In a comment to an earlier post Roberto Galoppini pointed to a blog entry he wrote about EU-funded projects and Online Dissemination. Let’s take that as a starting point and see where SAIL are at the moment, and where we’re heading.
But first, a quick discussion on the word “dissemination”.
In the EU-FP7-context dissemination is defined as “the means through which research results are presented to the public“. However, I have noticed that I sometimes use dissemination in a wider meaning, as when I named this blog post “Online Dissemination”. I tend to include also the overall awareness and visibility of the project in the term dissemination – in order to reach out with the results wide you need to make sure that there’s an awareness even before any results are published.
Back to some comments based on Roberto’s post:
The main website
SAIL has a web site at www.sail-project.eu. The site was set up early in the project, before I joined, but I’ll make a few comments based on Roberto’s post:
Are you sure you need to start a new one? Even if SAIL to some extent builds on the work of an earlier project the decision was to start a new. SAIL is a new project, with a new scope and also new partners in the consortium. I have noticed some other projects that are more a direct continuation of an earlier project, and in those cases it would be valuable to continue to build on the previous site.
New domain name. Well, the choice was sail-project.eu – any thoughts? I do believe it is a good move to include the project name in the domain, and using the top-domain of .eu is also a natural choice. Personally I am a bit reluctant to use domains with eg dashes (“-”) included though.
What is your website for? This breaks down into at least two, interlinked, sub-questions; who is the target audience and what type of content will you have on the web site?
For the first question – the main audience is people outside the project. This is of course a very wide, and not very useful, definition. I will not define it more at the moment though – there is a lot to say and discuss around the target audience and we will probably bring this up in a future post.
For the second question – the main website will focus on fairly formal content from the project, such as deliverables, results as well as an overview of the project.
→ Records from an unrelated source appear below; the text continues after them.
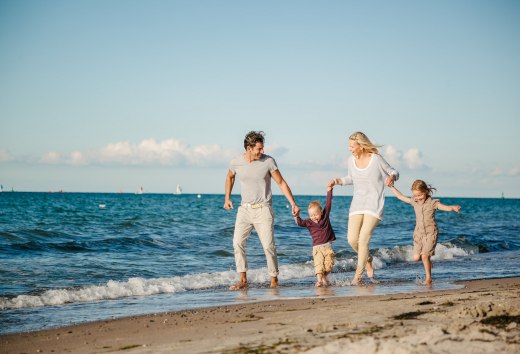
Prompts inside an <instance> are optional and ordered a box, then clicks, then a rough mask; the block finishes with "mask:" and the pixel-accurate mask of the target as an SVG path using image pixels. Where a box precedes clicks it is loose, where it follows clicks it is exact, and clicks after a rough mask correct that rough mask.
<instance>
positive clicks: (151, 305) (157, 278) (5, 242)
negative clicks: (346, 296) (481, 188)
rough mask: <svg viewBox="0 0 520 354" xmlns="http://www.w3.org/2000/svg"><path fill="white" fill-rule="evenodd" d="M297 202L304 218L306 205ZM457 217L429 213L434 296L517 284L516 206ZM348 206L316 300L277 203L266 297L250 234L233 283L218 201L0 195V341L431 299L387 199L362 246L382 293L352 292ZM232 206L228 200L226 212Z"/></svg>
mask: <svg viewBox="0 0 520 354" xmlns="http://www.w3.org/2000/svg"><path fill="white" fill-rule="evenodd" d="M313 199H318V200H320V201H321V202H322V203H324V202H325V195H323V196H318V197H316V196H296V200H297V202H298V204H299V205H300V206H301V207H302V209H303V210H302V213H303V214H302V215H304V216H305V215H306V211H305V206H306V205H307V204H308V203H309V201H311V200H313ZM440 199H441V201H442V202H443V203H444V204H459V205H461V206H462V211H461V213H459V214H457V213H447V212H441V211H439V212H437V222H438V224H439V229H440V235H439V243H438V246H437V250H436V256H434V257H433V262H434V269H433V277H434V284H433V287H432V289H433V290H436V289H445V288H453V287H457V285H455V284H454V282H455V281H458V280H469V279H483V278H491V277H510V276H520V268H519V267H518V265H519V264H520V263H519V260H520V237H519V236H520V218H518V217H516V216H517V215H520V200H518V199H470V198H440ZM350 200H351V198H350V197H345V196H336V197H335V198H334V201H333V207H332V212H331V222H332V224H333V227H334V229H335V231H336V235H337V237H338V240H337V242H336V243H335V244H334V245H333V248H334V250H335V253H336V266H335V268H334V271H333V274H331V280H332V285H333V286H332V287H331V288H328V289H315V288H314V287H313V284H314V282H315V279H314V274H313V267H312V262H311V261H312V256H311V252H310V248H311V239H310V236H309V234H308V231H307V230H306V229H304V228H300V227H297V226H296V225H295V224H294V221H293V218H292V215H291V213H290V209H289V206H288V204H287V201H286V200H285V198H284V197H282V196H275V197H274V201H273V207H274V209H275V215H276V224H275V235H276V242H277V249H278V255H279V264H280V276H279V278H280V282H281V286H280V288H278V289H276V290H272V289H269V288H268V287H267V285H268V282H269V277H268V275H267V271H266V269H265V265H266V264H265V257H264V253H263V250H262V248H261V245H260V243H259V241H258V237H257V236H256V234H254V233H253V234H252V236H251V237H250V239H249V241H248V246H247V247H248V259H249V267H250V271H249V272H248V278H249V281H250V282H251V289H249V290H247V291H240V292H231V291H228V290H227V288H228V287H229V285H231V284H233V283H234V282H236V281H237V279H238V276H237V274H236V272H235V271H234V258H233V249H232V237H233V227H234V221H235V215H236V211H234V210H232V211H226V210H224V209H223V208H222V205H223V202H224V197H223V195H202V196H198V195H173V194H142V195H134V194H96V193H16V192H9V193H0V264H1V266H0V333H14V332H22V331H31V330H38V329H43V328H49V327H56V326H62V325H66V324H73V323H81V322H86V321H93V320H102V319H109V318H115V317H121V316H130V315H137V314H145V313H157V312H164V311H174V310H180V309H187V308H196V307H203V306H217V305H223V304H231V303H240V302H251V301H263V300H273V299H282V298H283V299H285V298H300V297H315V296H357V295H367V294H388V293H396V292H412V291H429V290H430V289H427V288H425V287H424V286H421V285H419V282H418V281H417V278H418V277H424V270H423V267H422V264H420V263H419V264H418V263H414V262H412V261H411V258H412V234H413V228H414V223H415V217H414V213H413V209H412V208H411V207H410V206H409V205H407V204H405V203H402V202H400V201H398V200H396V199H395V198H387V201H386V206H385V218H384V220H383V221H382V222H381V223H380V224H379V226H378V227H377V228H376V231H375V233H374V235H373V237H372V240H371V249H372V250H371V253H372V254H373V255H374V266H375V268H376V276H377V278H378V279H379V280H380V281H381V283H380V284H377V285H370V286H366V287H355V286H350V284H349V283H350V280H351V279H352V276H353V273H354V269H355V266H356V257H355V254H354V253H353V251H352V250H351V248H350V246H349V245H348V244H347V242H346V232H347V231H346V222H347V211H348V206H349V204H350ZM239 202H240V197H239V196H233V203H234V205H239Z"/></svg>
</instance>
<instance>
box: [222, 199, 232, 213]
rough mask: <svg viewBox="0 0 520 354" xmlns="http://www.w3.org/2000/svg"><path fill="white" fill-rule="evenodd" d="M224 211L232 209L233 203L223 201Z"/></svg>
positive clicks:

I know that formal content is not always perceived as the most informative content in all cases, which brings us to the next area:
The blog – Sailor’s Inn
We need a blog. No, you probably don’t. I’d say we do.
As I stated above, the main web site of SAIL will be the formal channel related to the project. The blog is positioned to be a more informal channel. The posts will carry the voice of individuals in the project – thus the usage of a disclaimer at the end of each post. We aim to provide insights to the project work and to bring up related topics and trends that affects the work within SAIL.
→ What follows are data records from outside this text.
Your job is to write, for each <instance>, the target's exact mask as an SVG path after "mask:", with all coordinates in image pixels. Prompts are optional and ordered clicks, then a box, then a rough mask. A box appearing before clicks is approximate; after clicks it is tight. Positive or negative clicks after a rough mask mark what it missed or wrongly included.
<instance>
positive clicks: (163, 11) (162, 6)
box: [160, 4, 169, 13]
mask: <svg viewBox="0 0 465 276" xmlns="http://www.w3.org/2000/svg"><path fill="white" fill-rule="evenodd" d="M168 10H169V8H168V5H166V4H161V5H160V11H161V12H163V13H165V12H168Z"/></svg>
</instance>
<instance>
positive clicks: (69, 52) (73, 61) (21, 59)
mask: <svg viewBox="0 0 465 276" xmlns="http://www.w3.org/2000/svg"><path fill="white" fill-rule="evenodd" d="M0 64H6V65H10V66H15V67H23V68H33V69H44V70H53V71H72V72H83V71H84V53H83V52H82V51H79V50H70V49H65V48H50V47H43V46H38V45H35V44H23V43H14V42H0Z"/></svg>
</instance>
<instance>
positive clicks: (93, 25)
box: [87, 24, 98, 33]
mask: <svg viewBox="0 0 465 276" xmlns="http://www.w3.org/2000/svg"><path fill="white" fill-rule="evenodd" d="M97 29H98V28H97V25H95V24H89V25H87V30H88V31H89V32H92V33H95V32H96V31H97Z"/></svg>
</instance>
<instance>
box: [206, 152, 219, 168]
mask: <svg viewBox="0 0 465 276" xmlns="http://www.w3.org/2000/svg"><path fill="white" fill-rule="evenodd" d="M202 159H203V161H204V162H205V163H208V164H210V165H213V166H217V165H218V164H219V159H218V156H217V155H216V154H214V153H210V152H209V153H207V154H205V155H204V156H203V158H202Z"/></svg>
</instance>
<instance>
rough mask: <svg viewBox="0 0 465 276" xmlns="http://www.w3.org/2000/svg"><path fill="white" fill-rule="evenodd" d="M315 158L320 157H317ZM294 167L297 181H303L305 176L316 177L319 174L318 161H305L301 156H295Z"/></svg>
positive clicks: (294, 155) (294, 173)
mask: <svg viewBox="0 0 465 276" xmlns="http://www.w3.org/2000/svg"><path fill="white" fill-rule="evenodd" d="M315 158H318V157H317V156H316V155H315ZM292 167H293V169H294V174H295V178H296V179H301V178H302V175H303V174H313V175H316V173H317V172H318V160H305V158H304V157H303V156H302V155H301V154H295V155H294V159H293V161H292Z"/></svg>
A blog is also a great format for interaction – not only do you have the comments functionality, but the format and the informal character also makes it easier to write posts that directly comments on external events (like Roberto’s blog post).
During the timeframe of the SAIL project we hope that a majority of the project participants have taken the opportunity to raise their voices here at Sailor’s Inn.
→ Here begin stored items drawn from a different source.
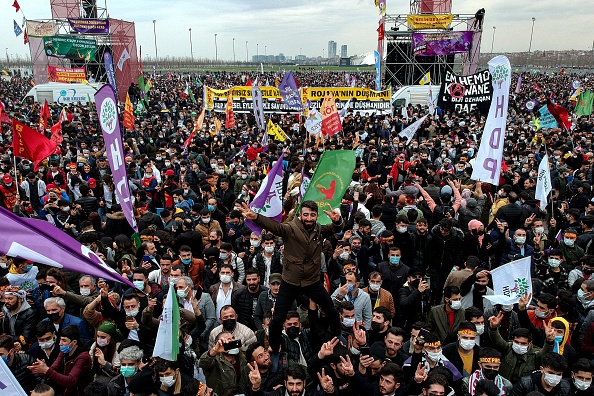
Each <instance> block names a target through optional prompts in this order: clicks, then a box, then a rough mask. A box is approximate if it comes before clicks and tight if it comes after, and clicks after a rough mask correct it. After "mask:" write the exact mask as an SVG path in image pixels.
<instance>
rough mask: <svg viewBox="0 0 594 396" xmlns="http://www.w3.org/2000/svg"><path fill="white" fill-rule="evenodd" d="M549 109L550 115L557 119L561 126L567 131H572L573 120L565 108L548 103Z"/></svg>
mask: <svg viewBox="0 0 594 396" xmlns="http://www.w3.org/2000/svg"><path fill="white" fill-rule="evenodd" d="M547 109H548V110H549V113H551V114H552V115H553V117H555V120H557V122H558V123H559V125H561V126H562V127H563V128H564V129H565V130H566V131H569V130H570V129H571V120H570V118H569V111H567V109H566V108H565V107H563V106H559V105H558V104H555V103H551V102H549V103H547Z"/></svg>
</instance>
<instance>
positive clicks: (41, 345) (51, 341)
mask: <svg viewBox="0 0 594 396" xmlns="http://www.w3.org/2000/svg"><path fill="white" fill-rule="evenodd" d="M55 343H56V340H54V339H53V338H52V339H51V340H49V341H46V342H40V343H39V347H40V348H41V349H52V348H53V347H54V344H55Z"/></svg>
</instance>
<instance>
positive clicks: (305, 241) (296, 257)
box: [254, 216, 344, 287]
mask: <svg viewBox="0 0 594 396" xmlns="http://www.w3.org/2000/svg"><path fill="white" fill-rule="evenodd" d="M254 222H255V223H256V224H258V225H259V226H261V227H263V228H265V229H267V230H270V231H272V233H273V234H275V235H277V236H280V237H282V238H283V240H284V241H285V250H284V253H283V273H282V274H283V281H284V282H287V283H289V284H291V285H294V286H301V287H305V286H310V285H313V284H314V283H317V282H319V281H320V271H321V267H322V245H323V243H324V238H325V237H328V236H330V235H332V234H334V233H338V232H340V231H342V227H343V223H344V222H343V221H342V220H341V221H340V224H334V223H330V224H328V225H325V226H322V225H320V224H317V223H316V224H314V226H313V228H312V229H311V230H306V229H305V226H304V225H303V223H302V222H301V220H299V218H295V219H293V220H291V221H290V222H288V223H282V224H281V223H278V222H276V221H274V220H272V219H269V218H268V217H265V216H258V217H257V218H256V220H254Z"/></svg>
As Roberto also says “Your blog is [...] a tool to accomplish your research activities, [to] extend your outreach“.
Check back often, and also take the opportunity to subscribe to the blog. It will be interesting to see how this space evolves.
Other social media
Besides the main web site and the blog, which both are found at the sail-project.eu domain, there is a number of social media sites that can be good tools for online dissemination. We will for sure explore them as we go along.
To me these sites falls into two main categories; conversation-centric and media-centric sites:
Conversation-centric sites includes eg LinkedIn, Twitter and Facebook. For all of these you can have a SAIL-branded approach, where you create a group, account or page specifically related to SAIL. It is also possible for each individual to use their current approach to engage in conversations related to SAIL, either by promoting specific events in their own activity stream or by engaging in discussion in other groups or pages.
(You might notice that SAIL already have a Twitter account (@SAILproject) – we created it a while ago but haven’t started to use it yet.)
Media-centric sites includes eg Youtube and Slideshare. Those of you who have read the previous posts here at Sailor’s Inn might have noticed that SAIL are already using Slideshare to share presentations.
As SAIL produces output we will use such sites whenever possible. They provide good tools for embedding the media elsewhere (like on this blog), and also provides another entry point for searches.
We should also not forget the numerous other blogs, forums and sites where related topics are covered. Social media also includes other types of sites, and it’s easy to get lost. For sure SAIL will explore these waters, but we will try to focus on a few and also make sure to track the engagement.